Absolument. Le principe de l’innovation ouverte est désormais largement admis. Dans un environnement de plus en plus complexe, elle n’est plus un choix, mais une nécessité. Certes, ce n’est pas simple (l’open innovation n’est pas sans impliquer une nouvelle culture d’entreprise, plus ouverte sur l’extérieur), mais il n’y a plus le choix si l’on veut concevoir des produits et services qui rencontrent réellement leur marché. Les entreprises, même de grande taille, ne peuvent prétendre disposer en interne de toutes les ressources humaines, technologiques et financières pour soutenir leur effort de R&D. Elles sont condamnées à s’ouvrir, à trouver à l’extérieur les compétences dont elles ne disposent pas. Je dis « condamnées », mais dans mon esprit, c’est un mal pour un bien.

– Qu’en est-il de la gestion de la propriété intellectuelle des réponses proposées par les participants aux défis des industriels ?

Vous abordez-là un enjeu auquel j’accorde personnellement beaucoup d’importance.
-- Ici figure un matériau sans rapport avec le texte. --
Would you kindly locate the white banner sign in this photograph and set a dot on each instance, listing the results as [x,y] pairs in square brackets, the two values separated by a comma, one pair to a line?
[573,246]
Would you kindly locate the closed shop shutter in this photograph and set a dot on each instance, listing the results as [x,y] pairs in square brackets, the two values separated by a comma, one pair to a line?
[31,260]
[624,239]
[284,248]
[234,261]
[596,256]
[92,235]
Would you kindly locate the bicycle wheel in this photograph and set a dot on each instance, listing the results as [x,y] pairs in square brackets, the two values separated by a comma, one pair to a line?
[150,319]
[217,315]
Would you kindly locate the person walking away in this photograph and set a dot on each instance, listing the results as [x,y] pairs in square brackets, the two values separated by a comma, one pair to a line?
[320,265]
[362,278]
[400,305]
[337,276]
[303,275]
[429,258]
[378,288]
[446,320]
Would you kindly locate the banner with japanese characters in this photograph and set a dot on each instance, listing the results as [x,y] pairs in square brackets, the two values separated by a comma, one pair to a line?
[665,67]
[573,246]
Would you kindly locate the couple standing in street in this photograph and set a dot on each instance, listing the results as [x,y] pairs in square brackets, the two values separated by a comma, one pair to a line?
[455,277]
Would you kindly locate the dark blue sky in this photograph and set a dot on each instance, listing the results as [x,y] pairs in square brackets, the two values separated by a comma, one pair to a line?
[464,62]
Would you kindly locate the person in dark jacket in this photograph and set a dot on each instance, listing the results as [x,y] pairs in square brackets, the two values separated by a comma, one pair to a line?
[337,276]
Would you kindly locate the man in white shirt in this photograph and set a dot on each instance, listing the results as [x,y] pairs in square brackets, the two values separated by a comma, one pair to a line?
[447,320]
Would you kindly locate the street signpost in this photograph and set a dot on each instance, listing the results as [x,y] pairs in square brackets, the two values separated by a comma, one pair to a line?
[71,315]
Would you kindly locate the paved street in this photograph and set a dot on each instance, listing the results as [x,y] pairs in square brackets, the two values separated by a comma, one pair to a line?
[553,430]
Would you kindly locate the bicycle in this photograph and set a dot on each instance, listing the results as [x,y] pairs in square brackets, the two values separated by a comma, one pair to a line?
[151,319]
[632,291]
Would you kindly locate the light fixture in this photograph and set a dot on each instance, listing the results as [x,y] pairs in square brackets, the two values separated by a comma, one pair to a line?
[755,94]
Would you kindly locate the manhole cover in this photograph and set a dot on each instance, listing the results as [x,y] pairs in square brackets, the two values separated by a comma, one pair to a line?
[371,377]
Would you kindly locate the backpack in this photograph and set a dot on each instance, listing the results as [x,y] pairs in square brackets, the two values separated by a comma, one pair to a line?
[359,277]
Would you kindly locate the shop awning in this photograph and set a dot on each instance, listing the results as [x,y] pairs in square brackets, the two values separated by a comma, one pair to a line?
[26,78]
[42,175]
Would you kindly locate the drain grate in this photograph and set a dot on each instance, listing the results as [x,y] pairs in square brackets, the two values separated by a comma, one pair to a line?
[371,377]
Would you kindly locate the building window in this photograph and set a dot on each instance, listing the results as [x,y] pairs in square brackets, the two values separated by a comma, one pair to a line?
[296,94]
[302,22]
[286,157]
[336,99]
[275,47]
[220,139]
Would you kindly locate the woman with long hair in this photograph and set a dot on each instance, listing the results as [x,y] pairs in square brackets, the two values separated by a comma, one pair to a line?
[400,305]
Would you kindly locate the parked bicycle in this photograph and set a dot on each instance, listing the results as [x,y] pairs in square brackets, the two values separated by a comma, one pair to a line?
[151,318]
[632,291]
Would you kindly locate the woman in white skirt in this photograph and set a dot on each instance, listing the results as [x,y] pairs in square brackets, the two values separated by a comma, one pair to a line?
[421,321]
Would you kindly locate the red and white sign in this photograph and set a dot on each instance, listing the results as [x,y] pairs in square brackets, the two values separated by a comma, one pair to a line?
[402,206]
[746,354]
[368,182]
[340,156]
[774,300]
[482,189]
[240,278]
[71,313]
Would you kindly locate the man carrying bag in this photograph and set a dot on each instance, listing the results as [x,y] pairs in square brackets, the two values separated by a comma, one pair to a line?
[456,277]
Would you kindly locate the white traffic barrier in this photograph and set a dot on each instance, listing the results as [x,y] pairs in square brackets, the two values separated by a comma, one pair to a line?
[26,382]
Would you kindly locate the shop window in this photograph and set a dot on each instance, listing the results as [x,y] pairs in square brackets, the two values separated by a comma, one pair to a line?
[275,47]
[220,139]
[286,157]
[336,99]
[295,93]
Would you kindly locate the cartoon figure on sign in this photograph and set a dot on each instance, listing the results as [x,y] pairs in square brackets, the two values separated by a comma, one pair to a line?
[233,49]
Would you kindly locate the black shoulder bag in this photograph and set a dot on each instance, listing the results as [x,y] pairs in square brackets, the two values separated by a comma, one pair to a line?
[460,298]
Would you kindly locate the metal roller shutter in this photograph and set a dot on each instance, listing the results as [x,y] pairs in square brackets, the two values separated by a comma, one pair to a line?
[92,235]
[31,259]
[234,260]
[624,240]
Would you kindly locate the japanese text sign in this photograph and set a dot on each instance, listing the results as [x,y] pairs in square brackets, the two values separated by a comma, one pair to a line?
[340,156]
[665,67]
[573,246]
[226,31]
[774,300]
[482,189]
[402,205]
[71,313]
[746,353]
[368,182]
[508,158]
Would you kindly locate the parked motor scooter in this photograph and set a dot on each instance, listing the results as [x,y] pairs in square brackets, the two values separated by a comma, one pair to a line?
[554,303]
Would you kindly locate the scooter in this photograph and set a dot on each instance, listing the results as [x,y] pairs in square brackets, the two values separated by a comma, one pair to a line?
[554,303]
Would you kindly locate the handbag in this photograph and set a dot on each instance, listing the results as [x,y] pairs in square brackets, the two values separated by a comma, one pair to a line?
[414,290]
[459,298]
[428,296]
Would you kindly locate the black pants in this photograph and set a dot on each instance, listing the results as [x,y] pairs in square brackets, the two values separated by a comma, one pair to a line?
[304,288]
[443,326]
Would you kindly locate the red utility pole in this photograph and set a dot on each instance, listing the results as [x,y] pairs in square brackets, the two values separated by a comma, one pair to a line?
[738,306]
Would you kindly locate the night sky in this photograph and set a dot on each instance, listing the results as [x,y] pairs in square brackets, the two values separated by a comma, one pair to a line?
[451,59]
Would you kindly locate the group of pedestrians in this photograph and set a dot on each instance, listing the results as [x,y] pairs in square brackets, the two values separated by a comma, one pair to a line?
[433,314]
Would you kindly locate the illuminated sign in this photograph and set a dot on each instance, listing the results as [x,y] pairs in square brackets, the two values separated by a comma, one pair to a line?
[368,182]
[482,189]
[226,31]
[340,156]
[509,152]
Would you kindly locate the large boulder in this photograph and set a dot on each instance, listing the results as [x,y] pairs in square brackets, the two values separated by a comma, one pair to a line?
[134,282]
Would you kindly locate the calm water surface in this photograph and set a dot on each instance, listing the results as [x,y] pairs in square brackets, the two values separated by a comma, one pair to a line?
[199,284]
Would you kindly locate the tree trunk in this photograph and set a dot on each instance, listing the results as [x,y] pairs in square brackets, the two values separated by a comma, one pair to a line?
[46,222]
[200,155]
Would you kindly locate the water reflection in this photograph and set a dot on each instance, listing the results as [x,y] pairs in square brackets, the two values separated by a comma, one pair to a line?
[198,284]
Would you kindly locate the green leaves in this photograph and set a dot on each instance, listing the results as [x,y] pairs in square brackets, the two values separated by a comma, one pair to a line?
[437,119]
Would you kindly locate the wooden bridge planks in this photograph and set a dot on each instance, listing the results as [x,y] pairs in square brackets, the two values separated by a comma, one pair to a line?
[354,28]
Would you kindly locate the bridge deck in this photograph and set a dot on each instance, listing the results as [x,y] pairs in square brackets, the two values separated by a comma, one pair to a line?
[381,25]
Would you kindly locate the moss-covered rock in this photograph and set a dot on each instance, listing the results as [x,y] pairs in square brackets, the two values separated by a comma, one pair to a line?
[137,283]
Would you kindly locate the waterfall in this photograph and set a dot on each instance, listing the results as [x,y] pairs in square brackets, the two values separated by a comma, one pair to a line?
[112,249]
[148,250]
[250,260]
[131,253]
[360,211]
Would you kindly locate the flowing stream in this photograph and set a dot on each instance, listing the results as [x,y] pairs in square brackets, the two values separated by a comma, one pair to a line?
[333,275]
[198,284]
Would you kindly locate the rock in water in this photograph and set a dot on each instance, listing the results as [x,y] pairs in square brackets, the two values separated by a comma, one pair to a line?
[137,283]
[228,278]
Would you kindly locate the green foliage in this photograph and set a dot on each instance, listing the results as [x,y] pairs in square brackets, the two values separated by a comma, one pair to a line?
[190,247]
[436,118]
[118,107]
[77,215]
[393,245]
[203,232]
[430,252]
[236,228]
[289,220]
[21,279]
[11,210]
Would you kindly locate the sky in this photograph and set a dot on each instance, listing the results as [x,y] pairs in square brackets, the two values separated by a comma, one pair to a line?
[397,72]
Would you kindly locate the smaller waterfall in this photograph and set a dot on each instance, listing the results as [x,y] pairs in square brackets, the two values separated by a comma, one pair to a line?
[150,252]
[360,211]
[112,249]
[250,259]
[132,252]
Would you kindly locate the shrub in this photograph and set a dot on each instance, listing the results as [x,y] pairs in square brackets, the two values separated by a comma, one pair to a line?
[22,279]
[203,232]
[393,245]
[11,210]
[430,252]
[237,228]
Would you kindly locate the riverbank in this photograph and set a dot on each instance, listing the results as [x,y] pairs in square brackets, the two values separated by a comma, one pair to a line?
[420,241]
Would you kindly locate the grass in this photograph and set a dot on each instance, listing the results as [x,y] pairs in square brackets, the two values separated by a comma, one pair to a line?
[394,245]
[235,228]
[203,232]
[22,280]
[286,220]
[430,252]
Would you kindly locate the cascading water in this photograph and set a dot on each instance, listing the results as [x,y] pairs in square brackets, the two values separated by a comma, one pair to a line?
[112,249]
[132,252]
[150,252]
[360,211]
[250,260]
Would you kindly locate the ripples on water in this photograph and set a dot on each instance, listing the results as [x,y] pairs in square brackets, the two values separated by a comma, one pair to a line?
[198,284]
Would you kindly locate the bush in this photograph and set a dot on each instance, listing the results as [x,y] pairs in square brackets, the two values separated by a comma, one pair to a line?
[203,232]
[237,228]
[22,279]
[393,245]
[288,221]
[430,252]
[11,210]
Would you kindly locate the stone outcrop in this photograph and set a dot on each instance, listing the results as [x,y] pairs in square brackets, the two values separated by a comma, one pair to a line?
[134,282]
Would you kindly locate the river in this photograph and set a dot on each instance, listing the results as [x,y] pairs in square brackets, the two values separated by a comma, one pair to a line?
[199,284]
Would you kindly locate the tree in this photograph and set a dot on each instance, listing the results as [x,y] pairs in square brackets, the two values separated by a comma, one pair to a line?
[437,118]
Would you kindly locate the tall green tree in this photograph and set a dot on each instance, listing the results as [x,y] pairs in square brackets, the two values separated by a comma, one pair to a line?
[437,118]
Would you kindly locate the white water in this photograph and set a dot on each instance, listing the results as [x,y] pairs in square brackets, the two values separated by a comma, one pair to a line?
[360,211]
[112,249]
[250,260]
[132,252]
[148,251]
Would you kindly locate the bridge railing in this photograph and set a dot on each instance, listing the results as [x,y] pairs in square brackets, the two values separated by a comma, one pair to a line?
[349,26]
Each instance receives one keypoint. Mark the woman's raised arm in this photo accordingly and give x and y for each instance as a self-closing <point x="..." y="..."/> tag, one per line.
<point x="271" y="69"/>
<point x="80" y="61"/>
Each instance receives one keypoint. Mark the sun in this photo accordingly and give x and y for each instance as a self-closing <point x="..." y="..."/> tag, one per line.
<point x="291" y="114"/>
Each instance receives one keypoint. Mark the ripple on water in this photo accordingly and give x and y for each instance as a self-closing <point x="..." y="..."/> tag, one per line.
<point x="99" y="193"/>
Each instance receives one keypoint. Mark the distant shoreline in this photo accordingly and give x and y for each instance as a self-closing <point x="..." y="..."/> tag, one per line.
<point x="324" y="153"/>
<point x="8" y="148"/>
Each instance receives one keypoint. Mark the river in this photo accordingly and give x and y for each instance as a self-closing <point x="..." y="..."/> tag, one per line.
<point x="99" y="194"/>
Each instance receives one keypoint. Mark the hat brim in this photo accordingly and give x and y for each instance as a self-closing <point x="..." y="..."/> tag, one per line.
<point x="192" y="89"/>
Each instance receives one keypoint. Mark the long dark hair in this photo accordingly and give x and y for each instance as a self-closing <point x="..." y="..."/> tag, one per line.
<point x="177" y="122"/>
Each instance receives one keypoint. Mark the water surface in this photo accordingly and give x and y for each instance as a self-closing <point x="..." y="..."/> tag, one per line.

Comme vous l’imaginez, c’est aussi un sujet sensible pour les participants à ce genre de manifestation, qui peuvent avoir parfois l’impression de se faire piller leur idée et leur savoir par les grands-comptes. C’est pourquoi, au cours du colloque P2i (propriété intellectuelle et innovation), organisé en 2015 à Toulouse, par la Commission Propriété intellectuelle de 3AF, j’ai formulé une proposition sur la gestion de la PI dans le cadre d’événements de type Hackathon. La question se pose avec plus d’acuité, quand les participants sont, non plus de simples étudiants, mais des PME et des start-up, comme c’est le cas avec DRIM’in Saclay.
Pour les besoins de cet événement, j’ai donc fait établir une charte d’engagement avec le concours d’une avocate spécialisée dans l’open source (Me Nathalie Puigserver, de P3B Avocats, avec laquelle j’étais intervenue à la conférence P2i). A dessein, cette charte ne tient que sur cinq pages pour être facile à lire (à la différence de ces documents juridiques volumineux et illisibles que nous font signer les plateformes du numérique…). On y distingue la protection du background (les informations fournies avant la session) et le foreground (ce qui résulte de la confrontation des idées au sein de l’équipe). Ceux des participants qui voudraient optimiser la protection de leur apport peuvent toujours en adresser un descriptif à Me Puigserver, par lettre recommandée (plusieurs ont déjà eu recours à cette possibilité). En revanche, pour tout ce qui concerne le foreground, la paternité en revient au donneur d’ordre qui en a rendu l’émergence possible, en lançant le défi, en plus de participer au financement de l’événement. Cependant, dès lors qu’il est reconnu qu’un participant aurait eu un rôle particulier, j’ai tenu à faire en sorte qu’il soit reconnu en tant que co-auteur en cas de dépôt de brevets éventuels par le grand compte à l’origine du défi concerné.
Je doute cependant que ce soit dans cet état d’esprit que viennent les participants. Je crois que ce qui leur importe avant tout, c’est, encore une fois, l’opportunité de nouer des contacts avec de grands comptes. Ce qui n’est jamais simple en temps normal compte tenu de la difficulté à approcher un dirigeant et de la complexité des organigrammes.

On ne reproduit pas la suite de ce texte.